Time Scales of Global Warming


My friend the AGW skeptic likes to argue that the last decade and a half or so has seen about 25% of the CO2 increase since pre-industrial times, but that the same period has seen little or no increase in temperature.  Even if we don't quibble about the latter point the argument is not a good one, because the time scale is just too short, mainly because the oceans have immense thermal inertia.

If my math is right, the oceans have a heat capacity of about 4 x 10^24 J/K.  The Earth absorbs something like 2 x 10^17 W from the Sun, scarfing up roughly one part in 2 billion of the big light bulb's total output, or 6.3 x 10^24 J/yr.  So even if every bit of that went into warming up the ocean, its temperature increase would only be about 1.5 K per year.  Of course almost all that absorbed energy is reradiated back into space (all of it over the long term).  A temporary heating due to an increase in greenhouse gases might drive a radiative forcing on the order of half a W/m^2.  Increasing the temperature of the ocean, even just the first few hundred meters, takes a long time.

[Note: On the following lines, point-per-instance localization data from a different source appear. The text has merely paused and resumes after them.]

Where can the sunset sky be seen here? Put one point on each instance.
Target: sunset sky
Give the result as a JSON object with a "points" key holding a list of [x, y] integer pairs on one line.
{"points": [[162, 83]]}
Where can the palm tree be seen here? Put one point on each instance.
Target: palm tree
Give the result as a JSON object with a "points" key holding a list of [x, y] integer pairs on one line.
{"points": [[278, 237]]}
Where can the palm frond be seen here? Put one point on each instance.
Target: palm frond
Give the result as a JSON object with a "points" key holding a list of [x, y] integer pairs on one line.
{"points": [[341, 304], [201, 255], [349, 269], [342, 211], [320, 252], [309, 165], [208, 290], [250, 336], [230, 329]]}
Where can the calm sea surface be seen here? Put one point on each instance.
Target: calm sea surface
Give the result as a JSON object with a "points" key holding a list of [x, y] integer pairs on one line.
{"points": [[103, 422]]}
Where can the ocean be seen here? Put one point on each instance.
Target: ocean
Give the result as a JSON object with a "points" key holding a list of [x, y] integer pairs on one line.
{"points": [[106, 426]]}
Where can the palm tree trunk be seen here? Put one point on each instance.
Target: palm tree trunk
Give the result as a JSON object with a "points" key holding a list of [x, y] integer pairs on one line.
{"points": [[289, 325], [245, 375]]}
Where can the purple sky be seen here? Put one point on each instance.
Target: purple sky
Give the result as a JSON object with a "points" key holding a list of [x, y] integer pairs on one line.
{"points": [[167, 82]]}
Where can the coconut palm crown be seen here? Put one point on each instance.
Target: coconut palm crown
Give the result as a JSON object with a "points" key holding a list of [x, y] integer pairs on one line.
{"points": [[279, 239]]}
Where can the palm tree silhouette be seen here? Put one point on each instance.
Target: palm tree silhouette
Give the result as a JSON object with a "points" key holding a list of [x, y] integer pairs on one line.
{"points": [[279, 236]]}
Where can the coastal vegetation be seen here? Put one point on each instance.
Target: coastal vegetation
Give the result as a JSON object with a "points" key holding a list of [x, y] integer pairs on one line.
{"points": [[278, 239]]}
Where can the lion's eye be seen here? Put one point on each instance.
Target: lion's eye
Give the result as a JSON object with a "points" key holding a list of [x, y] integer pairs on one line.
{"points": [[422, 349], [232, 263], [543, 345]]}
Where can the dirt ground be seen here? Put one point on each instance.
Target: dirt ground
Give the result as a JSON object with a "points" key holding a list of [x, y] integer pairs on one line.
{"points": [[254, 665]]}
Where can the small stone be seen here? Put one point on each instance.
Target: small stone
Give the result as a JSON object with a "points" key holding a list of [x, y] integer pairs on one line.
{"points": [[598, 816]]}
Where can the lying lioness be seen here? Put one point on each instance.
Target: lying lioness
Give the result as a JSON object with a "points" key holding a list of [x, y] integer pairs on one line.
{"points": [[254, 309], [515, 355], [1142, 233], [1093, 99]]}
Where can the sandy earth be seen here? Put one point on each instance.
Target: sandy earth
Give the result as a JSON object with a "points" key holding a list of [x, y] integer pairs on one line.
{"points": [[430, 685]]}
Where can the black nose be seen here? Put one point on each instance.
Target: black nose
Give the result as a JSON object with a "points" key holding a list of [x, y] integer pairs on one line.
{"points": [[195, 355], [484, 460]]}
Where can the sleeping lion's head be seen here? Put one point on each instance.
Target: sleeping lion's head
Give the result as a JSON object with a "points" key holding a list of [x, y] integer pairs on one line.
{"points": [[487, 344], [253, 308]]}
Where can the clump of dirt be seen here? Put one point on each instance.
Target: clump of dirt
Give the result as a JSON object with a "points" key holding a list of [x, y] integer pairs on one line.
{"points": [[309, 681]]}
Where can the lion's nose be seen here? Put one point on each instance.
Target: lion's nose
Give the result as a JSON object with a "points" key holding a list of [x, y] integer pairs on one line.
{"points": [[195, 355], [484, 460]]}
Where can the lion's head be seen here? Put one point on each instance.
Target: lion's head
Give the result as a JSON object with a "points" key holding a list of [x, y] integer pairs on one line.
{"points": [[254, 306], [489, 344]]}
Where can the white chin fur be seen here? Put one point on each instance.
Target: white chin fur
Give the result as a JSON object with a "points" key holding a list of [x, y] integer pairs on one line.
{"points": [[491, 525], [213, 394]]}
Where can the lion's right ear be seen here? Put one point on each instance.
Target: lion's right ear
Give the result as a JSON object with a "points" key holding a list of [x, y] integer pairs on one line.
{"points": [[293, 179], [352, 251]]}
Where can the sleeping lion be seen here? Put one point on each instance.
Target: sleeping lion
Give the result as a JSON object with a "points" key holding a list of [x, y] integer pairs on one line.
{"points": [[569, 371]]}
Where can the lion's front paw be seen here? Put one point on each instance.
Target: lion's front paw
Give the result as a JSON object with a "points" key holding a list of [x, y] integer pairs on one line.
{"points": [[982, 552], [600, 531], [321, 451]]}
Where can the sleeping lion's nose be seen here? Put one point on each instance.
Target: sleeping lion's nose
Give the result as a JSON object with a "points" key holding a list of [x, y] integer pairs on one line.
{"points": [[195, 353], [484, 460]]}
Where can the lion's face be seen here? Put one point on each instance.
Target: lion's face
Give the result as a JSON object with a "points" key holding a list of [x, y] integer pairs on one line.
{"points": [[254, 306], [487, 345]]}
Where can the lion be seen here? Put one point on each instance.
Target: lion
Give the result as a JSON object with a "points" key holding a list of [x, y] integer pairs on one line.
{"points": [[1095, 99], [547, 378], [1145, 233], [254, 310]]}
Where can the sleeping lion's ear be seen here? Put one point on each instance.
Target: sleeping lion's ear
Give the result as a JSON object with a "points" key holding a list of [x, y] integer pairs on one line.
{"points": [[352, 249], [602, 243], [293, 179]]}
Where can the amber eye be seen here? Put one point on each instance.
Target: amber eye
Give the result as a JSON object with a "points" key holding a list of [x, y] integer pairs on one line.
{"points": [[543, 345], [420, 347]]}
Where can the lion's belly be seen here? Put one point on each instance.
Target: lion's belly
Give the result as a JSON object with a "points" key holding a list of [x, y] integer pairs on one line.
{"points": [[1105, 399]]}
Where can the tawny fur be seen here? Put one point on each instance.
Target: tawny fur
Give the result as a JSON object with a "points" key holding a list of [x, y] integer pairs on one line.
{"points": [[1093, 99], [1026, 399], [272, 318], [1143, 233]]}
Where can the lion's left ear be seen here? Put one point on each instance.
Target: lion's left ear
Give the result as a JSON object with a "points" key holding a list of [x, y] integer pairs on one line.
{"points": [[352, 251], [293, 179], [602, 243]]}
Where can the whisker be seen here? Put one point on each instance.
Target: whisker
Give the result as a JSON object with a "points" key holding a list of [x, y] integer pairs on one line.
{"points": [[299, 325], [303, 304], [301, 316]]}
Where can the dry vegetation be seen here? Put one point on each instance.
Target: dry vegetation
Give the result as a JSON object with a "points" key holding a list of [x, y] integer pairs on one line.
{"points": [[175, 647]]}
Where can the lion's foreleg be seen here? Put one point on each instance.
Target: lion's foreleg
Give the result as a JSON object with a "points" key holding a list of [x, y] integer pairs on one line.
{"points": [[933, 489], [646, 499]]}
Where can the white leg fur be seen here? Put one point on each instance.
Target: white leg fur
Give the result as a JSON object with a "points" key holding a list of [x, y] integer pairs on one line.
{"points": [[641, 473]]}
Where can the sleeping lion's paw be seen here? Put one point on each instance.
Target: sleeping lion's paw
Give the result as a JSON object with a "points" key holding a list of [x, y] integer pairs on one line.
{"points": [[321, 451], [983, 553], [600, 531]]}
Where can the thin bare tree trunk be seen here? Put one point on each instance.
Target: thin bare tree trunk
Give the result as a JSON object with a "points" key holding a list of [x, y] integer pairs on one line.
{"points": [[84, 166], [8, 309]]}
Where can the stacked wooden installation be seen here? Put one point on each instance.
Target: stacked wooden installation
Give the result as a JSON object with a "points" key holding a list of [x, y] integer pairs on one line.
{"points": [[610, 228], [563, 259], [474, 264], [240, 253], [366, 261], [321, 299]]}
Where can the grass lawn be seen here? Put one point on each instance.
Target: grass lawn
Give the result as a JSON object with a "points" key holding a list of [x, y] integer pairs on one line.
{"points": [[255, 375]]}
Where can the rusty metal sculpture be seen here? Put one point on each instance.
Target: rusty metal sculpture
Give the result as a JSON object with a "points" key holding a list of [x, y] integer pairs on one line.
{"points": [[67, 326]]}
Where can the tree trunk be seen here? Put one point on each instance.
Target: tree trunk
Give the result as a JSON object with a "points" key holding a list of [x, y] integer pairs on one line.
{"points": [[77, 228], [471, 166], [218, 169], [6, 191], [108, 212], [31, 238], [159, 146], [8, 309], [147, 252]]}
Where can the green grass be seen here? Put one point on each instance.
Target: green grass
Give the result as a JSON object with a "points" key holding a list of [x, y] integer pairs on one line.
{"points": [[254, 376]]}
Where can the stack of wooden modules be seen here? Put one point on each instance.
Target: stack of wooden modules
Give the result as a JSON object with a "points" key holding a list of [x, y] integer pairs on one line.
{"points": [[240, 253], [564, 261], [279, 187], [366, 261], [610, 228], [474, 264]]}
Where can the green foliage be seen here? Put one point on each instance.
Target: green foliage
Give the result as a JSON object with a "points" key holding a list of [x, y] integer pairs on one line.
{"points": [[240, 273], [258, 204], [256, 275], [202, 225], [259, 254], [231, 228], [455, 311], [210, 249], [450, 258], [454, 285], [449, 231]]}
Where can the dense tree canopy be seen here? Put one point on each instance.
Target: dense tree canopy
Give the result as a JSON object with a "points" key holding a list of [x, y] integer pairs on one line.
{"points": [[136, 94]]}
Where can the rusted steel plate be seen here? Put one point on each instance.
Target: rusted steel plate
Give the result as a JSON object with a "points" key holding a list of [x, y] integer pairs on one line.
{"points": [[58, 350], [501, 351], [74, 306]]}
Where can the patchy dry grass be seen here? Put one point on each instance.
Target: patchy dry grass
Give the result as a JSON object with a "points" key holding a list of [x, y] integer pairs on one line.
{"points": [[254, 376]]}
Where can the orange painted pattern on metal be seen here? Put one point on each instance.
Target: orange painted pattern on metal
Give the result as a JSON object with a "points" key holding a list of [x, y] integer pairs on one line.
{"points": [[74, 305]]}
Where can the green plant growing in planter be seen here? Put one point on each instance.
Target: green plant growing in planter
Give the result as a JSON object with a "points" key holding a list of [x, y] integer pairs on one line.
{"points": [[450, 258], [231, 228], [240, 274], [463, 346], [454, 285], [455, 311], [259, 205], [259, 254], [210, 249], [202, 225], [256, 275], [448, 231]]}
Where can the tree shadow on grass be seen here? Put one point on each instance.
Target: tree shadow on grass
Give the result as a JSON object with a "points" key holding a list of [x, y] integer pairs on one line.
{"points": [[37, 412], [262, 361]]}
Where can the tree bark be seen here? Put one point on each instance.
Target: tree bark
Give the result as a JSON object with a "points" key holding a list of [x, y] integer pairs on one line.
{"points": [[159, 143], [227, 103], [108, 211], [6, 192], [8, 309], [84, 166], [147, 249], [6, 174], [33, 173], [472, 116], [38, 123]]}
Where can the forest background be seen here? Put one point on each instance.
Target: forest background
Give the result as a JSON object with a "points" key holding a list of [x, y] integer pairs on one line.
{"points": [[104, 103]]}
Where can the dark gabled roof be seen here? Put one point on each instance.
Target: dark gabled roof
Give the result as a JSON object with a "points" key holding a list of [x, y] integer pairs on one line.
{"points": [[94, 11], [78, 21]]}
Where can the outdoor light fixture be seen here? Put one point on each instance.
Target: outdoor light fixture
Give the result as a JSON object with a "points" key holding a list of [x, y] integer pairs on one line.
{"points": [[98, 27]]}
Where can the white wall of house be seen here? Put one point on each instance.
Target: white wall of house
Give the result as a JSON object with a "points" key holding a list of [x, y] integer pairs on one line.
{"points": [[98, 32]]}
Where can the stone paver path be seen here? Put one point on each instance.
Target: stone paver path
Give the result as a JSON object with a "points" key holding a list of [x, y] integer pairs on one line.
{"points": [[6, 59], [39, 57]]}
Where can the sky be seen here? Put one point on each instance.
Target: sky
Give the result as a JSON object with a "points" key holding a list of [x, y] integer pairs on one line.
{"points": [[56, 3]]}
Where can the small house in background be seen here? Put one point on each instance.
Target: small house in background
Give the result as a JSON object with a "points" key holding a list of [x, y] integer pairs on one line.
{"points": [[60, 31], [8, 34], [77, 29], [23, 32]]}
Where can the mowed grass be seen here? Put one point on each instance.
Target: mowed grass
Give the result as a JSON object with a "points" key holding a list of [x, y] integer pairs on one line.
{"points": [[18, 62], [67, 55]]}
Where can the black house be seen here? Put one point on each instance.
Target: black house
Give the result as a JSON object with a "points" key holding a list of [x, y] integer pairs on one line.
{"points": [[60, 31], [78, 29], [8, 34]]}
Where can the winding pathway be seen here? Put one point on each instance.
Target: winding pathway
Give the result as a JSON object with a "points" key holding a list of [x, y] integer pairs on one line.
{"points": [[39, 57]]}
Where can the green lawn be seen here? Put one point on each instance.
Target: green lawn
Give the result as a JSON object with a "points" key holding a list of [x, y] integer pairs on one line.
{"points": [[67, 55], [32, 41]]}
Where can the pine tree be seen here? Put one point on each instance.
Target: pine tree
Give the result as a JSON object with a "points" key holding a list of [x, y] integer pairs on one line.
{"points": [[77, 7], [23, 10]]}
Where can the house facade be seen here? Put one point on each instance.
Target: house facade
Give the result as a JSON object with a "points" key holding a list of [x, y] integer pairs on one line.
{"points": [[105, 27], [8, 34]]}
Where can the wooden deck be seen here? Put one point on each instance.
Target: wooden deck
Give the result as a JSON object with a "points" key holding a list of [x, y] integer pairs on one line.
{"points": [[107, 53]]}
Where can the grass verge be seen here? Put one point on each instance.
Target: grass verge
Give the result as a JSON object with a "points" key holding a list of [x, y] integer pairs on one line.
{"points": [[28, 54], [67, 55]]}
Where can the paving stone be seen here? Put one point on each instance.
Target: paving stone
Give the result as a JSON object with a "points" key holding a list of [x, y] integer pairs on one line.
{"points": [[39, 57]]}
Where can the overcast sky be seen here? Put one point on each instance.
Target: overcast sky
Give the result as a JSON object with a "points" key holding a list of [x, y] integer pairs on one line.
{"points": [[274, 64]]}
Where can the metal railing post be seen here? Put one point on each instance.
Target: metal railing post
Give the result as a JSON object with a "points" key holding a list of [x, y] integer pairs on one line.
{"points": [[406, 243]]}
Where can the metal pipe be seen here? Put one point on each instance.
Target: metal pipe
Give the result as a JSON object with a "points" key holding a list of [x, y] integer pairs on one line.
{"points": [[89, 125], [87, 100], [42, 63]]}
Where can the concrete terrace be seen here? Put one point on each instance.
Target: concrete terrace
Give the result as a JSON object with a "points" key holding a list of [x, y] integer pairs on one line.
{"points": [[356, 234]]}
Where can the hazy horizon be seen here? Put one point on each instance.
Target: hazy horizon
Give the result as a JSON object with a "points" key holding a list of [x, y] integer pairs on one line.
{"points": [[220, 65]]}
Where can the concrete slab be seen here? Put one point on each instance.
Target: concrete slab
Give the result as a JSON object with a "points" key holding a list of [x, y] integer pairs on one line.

Meanwhile, the natural dynamics of the oceans shuffles amounts of heat in and out (that are tiny for it, but not for the atmosphere) in poorly understood fashion, meaning that a decade or two is just too short of a time to expect a direct response of global temperatures to changes in radiative forcing. Based on the historical record of both CO2 and temperature, such dynamics superimpose a multidecadal noise signal on the warming trend.